Why Your Installer Matters More Than Your Incentives
The solar industry just went through its biggest shakeout in a decade. In 2025, Sunnova — one of the largest residential solar companies in the United States — filed for bankruptcy. ADT Solar exited the market entirely. Mosaic, a major solar lender, restructured its operations.
Thousands of Florida homeowners were left with orphaned solar systems: panels on their roof, no warranty support, no monitoring, and no one to call when something goes wrong.
This is the part of going solar that doesn’t show up in a payback calculator. The company you choose today is the company you’ll need in year 5 when an inverter fails, in year 10 when you want to add a battery, and in year 15 when a panel needs replacement.
PPM Solar has been installing solar in Florida since 2009. We’ve worked through three different tax credit regimes, multiple hurricane seasons, and every supply chain disruption of the past decade. We’re still here — and our monitoring and service team is still supporting every system we’ve ever installed.
When the incentives change, the installers who built their business on incentive-driven sales are the first to disappear. The ones who built on quality and service are the ones still answering the phone.
Let’s Run the Numbers for Your Home
Every home is different. Your roof orientation, your utility provider, your monthly electricity usage, and your budget all factor into the calculation. A system that pays back in 11 years for your neighbor might pay back in 9 for you — or 14.
We’ve been doing this in Florida for 17 years. We’ll give you the honest picture — what solar will cost, what it will save, and whether it makes sense for your situation.
Get your savings report with our Florida-tailored calculator tool and schedule your free solar consultation.
Frequently Asked Questions
Can I still get the solar tax credit in Florida in 2026?

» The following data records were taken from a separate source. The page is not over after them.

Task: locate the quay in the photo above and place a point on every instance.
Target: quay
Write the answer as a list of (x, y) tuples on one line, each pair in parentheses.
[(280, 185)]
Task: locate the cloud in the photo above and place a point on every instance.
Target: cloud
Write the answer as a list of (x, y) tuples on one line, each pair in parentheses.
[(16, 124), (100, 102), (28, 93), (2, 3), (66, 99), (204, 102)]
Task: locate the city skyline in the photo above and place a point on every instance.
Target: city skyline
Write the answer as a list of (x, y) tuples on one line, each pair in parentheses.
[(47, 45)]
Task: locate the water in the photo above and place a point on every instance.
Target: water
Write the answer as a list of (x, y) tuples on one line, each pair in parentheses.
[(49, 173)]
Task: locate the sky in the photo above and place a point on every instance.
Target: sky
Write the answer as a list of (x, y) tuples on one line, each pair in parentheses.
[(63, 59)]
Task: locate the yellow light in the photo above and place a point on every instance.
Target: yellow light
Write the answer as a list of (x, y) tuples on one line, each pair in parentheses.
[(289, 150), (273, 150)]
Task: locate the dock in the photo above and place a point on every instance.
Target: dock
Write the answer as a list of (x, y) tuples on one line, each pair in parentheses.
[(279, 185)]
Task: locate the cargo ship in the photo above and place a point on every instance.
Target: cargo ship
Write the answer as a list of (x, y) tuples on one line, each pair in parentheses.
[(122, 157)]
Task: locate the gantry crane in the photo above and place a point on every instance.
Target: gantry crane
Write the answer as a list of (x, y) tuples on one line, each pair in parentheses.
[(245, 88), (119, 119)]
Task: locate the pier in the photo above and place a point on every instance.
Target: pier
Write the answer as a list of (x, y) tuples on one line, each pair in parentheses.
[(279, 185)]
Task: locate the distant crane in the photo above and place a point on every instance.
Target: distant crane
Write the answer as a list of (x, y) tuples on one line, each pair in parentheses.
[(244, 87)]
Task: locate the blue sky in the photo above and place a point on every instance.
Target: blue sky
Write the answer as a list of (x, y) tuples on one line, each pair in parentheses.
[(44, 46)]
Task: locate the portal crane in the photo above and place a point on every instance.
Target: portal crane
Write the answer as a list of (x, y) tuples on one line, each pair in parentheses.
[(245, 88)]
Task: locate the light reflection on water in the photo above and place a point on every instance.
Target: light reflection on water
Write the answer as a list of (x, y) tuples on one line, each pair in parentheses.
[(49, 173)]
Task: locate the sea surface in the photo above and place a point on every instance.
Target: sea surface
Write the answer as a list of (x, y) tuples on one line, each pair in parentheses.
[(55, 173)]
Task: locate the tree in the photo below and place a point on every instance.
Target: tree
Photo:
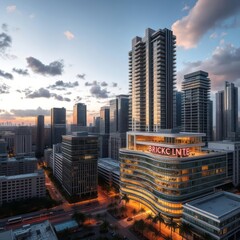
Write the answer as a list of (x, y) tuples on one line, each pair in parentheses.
[(159, 218), (125, 198), (185, 229), (171, 224)]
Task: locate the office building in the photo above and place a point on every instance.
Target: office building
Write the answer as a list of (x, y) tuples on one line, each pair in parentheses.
[(215, 216), (104, 131), (164, 170), (233, 151), (179, 109), (80, 157), (43, 231), (152, 100), (80, 114), (58, 124), (16, 166), (196, 114), (22, 186), (40, 136), (22, 140), (109, 171), (227, 113), (118, 125)]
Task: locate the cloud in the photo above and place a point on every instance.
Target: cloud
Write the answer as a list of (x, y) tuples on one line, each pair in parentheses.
[(204, 16), (6, 75), (31, 16), (42, 92), (4, 89), (81, 76), (4, 27), (11, 8), (60, 85), (222, 66), (114, 84), (5, 42), (185, 8), (30, 112), (23, 72), (60, 98), (69, 35), (53, 69), (98, 92)]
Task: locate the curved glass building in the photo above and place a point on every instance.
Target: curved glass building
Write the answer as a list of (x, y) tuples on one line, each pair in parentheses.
[(164, 170)]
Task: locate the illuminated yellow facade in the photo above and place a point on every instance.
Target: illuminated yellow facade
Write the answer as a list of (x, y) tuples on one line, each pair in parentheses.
[(165, 170)]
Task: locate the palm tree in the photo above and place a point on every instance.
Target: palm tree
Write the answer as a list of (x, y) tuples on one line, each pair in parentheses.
[(159, 218), (125, 198), (172, 225), (185, 229)]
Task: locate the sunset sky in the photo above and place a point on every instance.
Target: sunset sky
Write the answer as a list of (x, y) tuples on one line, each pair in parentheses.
[(56, 53)]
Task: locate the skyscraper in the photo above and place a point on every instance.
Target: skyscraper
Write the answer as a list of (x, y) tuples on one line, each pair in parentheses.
[(104, 132), (80, 114), (80, 156), (118, 124), (152, 81), (58, 124), (196, 115), (40, 136), (227, 112)]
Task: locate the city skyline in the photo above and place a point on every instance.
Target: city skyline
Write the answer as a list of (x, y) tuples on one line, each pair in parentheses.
[(55, 55)]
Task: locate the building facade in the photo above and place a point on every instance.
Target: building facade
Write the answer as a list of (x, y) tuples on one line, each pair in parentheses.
[(216, 215), (80, 157), (164, 170), (58, 124), (22, 140), (227, 113), (152, 100), (80, 114), (22, 186), (40, 136), (196, 116), (119, 108)]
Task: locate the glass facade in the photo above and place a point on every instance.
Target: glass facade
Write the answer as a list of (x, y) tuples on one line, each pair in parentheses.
[(164, 182)]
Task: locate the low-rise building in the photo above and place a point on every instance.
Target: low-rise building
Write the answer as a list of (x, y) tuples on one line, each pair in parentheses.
[(216, 215), (22, 186)]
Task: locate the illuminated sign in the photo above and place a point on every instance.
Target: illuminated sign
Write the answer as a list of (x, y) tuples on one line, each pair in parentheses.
[(180, 152)]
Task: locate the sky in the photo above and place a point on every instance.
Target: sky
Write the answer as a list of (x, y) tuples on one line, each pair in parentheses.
[(56, 53)]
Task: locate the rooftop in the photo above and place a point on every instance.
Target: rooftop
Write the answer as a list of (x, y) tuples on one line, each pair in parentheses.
[(217, 205)]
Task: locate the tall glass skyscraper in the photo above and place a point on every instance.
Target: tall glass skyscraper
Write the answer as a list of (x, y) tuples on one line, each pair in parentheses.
[(80, 114), (227, 112), (58, 124), (196, 115), (152, 81)]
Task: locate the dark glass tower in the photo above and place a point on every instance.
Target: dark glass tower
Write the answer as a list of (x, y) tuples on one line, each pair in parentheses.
[(152, 100), (58, 124)]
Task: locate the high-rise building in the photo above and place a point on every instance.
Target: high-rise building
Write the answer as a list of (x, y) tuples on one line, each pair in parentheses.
[(80, 156), (196, 114), (179, 109), (152, 100), (104, 131), (227, 113), (118, 124), (80, 114), (40, 136), (58, 124), (22, 140)]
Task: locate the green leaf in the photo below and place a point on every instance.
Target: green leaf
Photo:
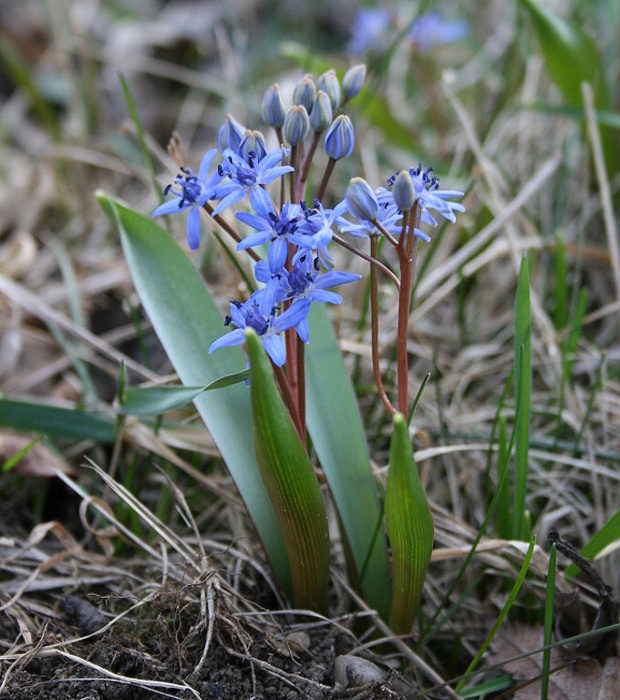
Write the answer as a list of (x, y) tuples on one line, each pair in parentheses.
[(571, 58), (187, 321), (334, 423), (290, 482), (501, 617), (523, 389), (610, 532), (56, 421), (151, 401), (409, 526), (570, 55), (10, 463)]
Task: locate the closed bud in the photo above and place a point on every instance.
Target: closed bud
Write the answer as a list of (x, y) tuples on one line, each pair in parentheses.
[(402, 191), (328, 82), (305, 93), (272, 109), (339, 140), (361, 200), (230, 134), (252, 145), (296, 125), (353, 81), (321, 115)]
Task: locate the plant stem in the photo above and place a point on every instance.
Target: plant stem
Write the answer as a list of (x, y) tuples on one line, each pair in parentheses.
[(301, 387), (307, 162), (329, 169), (406, 249), (374, 316), (374, 262), (225, 226)]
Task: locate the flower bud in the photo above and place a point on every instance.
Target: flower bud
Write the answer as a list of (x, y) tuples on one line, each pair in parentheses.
[(230, 134), (353, 81), (328, 82), (296, 125), (321, 115), (305, 93), (272, 109), (339, 140), (361, 200), (253, 143), (403, 192)]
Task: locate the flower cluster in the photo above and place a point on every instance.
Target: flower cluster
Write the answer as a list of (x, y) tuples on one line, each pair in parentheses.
[(293, 237), (374, 30)]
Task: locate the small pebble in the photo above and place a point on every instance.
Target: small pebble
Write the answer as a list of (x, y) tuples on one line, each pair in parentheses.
[(353, 672)]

The Section 25D homeowner tax credit ended on December 31, 2025. However, the Section 48E investment tax credit is available through solar leases until at least December 2027 — the leasing company claims the credit and passes the savings to you. Florida’s property tax exemption and sales tax exemption on solar equipment remain fully available regardless of federal changes.
How long do solar panels take to pay for themselves in Florida?
Without the federal credit, a well-sized system in Florida typically pays for itself in 11 to 13 years, thanks to high sun exposure, 1:1 net metering, and rising utility rates. With a solar lease (which captures the 48E credit), you can see savings from month one since there’s no upfront cost.
Are solar panels still a good investment without the tax credit?
Yes. The tax credit accelerated payback but didn’t create the underlying value. Solar’s core benefit — offsetting electricity costs that rise every year — hasn’t changed. Florida electricity bills have risen 45% since 2020, and FPL’s $7 billion rate increase is still phasing in through 2029. Solar panels generate power for 25 to 30 years, meaning the vast majority of their value comes after the payback period ends.
Will solar panels increase my property taxes in Florida?
No. Florida law provides a 100% property tax exemption for residential solar energy systems (Statute 193.624). Your home’s market value increases, but your property taxes do not.
Is it worth adding a battery to my solar system?
For storm backup alone, most Florida homeowners say yes — especially with hurricane season starting June 1. But batteries also increase your energy independence and reduce your exposure to volatile fuel adjustment charges on your utility bill. The Tesla Powerwall rebate ($500/unit, order by June 30, 2026) makes this the best time we’ve seen to add storage.